Whether it’s your first time or fiftieth, a backpacking trip will be more enjoyable if you plan ahead. You can’t just throw things in your backpack and go trekking, as a little bit of preparation is necessary and you’ll be better off for it in the long run.

Step 1
If it’s your first time to go backpacking, look for an experienced backpacker to accompany you just to be safe. If you have to go alone, set the date and duration of the trip so you can pack the right amount of supplies.

Step 2
Bring at least a couple of topographic maps of the area you’re going to visit, preferably USGS (US Geologic Survey) or British Ordnance Survey maps as they are high resolution.
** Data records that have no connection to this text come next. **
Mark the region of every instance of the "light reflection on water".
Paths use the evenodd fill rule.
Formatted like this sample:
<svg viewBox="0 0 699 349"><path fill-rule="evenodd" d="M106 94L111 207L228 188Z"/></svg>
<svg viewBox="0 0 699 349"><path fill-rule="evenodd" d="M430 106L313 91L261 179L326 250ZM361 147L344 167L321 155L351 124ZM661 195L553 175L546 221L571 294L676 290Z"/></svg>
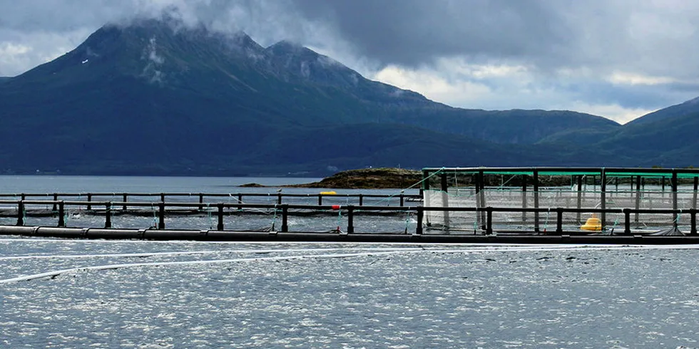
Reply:
<svg viewBox="0 0 699 349"><path fill-rule="evenodd" d="M46 178L4 178L0 192L238 191L227 179ZM248 189L269 190L240 191ZM69 213L69 226L103 225L102 217ZM338 217L291 217L290 228L330 230ZM228 229L280 223L268 214L225 219ZM414 229L404 217L354 223L379 231L406 222ZM154 222L115 216L113 223ZM165 223L216 222L202 214ZM72 269L0 281L0 347L697 348L693 249L0 239L0 280ZM29 256L51 258L16 258Z"/></svg>
<svg viewBox="0 0 699 349"><path fill-rule="evenodd" d="M0 338L11 348L691 348L699 284L697 251L686 249L6 239L0 256L55 256L0 259L2 279L162 265L0 283ZM200 253L103 256L185 251ZM307 257L275 259L293 256ZM222 259L238 260L168 264Z"/></svg>

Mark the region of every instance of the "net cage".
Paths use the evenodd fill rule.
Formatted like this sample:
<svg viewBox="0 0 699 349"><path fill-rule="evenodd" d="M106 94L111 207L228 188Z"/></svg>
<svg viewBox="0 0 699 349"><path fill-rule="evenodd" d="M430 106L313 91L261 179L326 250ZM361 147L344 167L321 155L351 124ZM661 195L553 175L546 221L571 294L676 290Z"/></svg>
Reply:
<svg viewBox="0 0 699 349"><path fill-rule="evenodd" d="M562 213L566 231L623 231L623 209L629 209L633 230L689 231L689 210L697 207L699 179L699 170L693 169L442 167L422 172L424 207L492 207L491 229L503 232L551 231L556 229L558 208L576 209ZM643 212L663 209L676 211ZM428 229L482 234L486 212L426 209L424 222Z"/></svg>

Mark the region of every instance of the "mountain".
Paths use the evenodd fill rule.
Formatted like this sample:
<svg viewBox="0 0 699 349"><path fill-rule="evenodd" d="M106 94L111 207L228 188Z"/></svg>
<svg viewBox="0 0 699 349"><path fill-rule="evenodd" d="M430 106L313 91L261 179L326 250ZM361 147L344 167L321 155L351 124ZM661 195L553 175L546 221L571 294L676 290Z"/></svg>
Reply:
<svg viewBox="0 0 699 349"><path fill-rule="evenodd" d="M288 41L264 48L168 20L101 28L4 80L0 105L6 173L322 174L559 165L561 154L603 165L587 147L545 140L621 127L573 112L454 108Z"/></svg>
<svg viewBox="0 0 699 349"><path fill-rule="evenodd" d="M681 117L688 114L699 112L699 97L686 102L672 105L660 110L646 114L638 119L631 120L628 125L648 125L653 123L663 121L673 118Z"/></svg>

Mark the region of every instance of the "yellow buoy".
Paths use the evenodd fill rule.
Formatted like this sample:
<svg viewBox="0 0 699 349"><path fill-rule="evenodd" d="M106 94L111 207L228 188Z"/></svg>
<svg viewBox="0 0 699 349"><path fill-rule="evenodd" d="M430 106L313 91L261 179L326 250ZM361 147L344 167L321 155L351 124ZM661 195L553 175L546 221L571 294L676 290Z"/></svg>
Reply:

There are also detailed maps available for mobile devices so you may want to consider those.

Step 3
Bring a compass and learn how to use it.

Step 4
Plan the route ahead of time and decide if you’re going to do an out and back, a loop hike or an end to end. An end to end is not recommended for beginners but if you’re going to do this make sure there’s a car at both ends of the trail. You should also look the area up on the Web and find out what the weather is like at this time of the year, the terrain etc.

Step 5
Assess your physical condition and remember that the terrain and weather plays a huge role in determining how many miles you can travel a day. Weekend backpackers can do 6 to 12 miles (9 to 20 km), while experienced hikers can double those numbers. But do not try to reach these numbers if you cannot and just go at the pace you’re comfortable with.

Step 6
If you’re going to camp for several days, plan the camping areas before you go and make sure there’s a water source nearby.

Step 7
National parks and public locations require permits for camping so work on those as soon as possible.

Step 8
Bring more than enough water to last from one water source to the next, and bring at least two filters in case one gets clogged up. Bring enough food to last you the trip as well.

Step 9
Bring only necessary equipment like maps, compass, first aid kit, food and water, flashlight, sleeping bag, pots, pans, communications device and a portable stove. The amount of equipment you’ll need to bring depends on the duration of your hike, which is why planning ahead is very important.

Step 10
Tell someone you’re going backpacking and provide that person with all the details concerning your itinerary and when you expect to get back, so if something goes wrong someone back home will know.

Last but not the least you’ll need backpackers insurance. No matter how careful you are, and even if you’ve been backpacking for several years now, backpackers insurance is still necessary so you’re ready in case anything happens.